I never thought I’d find myself in the situation of being accidentally pregnant!
It took 2 rounds of IVF for my DS and both my husband and I had issues that made us conceiving naturally seem almost impossible. But the week before my DS first birthday I had felt so sick and nothing would satisfy my appetite which made me think it was worth doing a test. Despite these symptoms which reminded me of my previous pregnancy, I really wasn’t expecting a BFP, yet there it was. My brain couldn’t understand what I was seeing and I thought the cheap test must be faulty. Did a clear blue straight after (it was the last test from those ivf days) and it said 3+!

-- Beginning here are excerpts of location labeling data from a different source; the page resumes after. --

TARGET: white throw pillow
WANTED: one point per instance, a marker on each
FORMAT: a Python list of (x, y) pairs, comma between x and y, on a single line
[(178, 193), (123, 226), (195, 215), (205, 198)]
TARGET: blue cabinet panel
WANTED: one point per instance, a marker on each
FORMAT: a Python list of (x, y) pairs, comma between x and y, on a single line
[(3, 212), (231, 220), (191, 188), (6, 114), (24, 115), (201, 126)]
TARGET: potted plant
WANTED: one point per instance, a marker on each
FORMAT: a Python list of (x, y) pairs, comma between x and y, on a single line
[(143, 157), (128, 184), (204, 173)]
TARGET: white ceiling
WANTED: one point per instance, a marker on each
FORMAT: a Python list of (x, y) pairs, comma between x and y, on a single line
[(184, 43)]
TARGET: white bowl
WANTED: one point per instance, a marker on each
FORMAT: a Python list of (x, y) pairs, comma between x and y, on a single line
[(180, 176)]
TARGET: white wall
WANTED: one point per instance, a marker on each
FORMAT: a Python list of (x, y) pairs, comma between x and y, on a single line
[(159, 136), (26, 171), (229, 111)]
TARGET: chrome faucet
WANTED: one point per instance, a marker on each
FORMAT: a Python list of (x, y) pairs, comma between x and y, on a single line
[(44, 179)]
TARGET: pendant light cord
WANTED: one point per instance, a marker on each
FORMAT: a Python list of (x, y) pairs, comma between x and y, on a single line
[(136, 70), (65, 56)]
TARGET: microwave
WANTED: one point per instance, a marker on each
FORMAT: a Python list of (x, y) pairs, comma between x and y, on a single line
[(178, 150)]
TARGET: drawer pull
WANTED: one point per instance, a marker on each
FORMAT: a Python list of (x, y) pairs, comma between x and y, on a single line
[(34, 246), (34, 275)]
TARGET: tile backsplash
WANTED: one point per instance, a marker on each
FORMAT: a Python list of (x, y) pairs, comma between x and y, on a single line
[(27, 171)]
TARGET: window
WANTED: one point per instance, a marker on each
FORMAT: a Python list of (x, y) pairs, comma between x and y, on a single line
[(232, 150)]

I’ve had such bad nausea ever since, it’s hard to think about the reality of possibly having 2 under 2.
Yesterday I felt so much better in terms of nausea but now have the flu from my DS and husband. And of course today, still feeling all gross from the flu, I’m now worried the loss of pregnancy symptoms means this pregnancy isn’t viable (with my son I felt sick up to 16 weeks). I know every pregnancy is different but it would be so cruel to get this amazing gift only to have it taken away. I feel like I’m still on the infertility rollercoaster.
Planning to get a private scan in a week or so hoping all will be well. Currently about 7 weeks by NHS standards.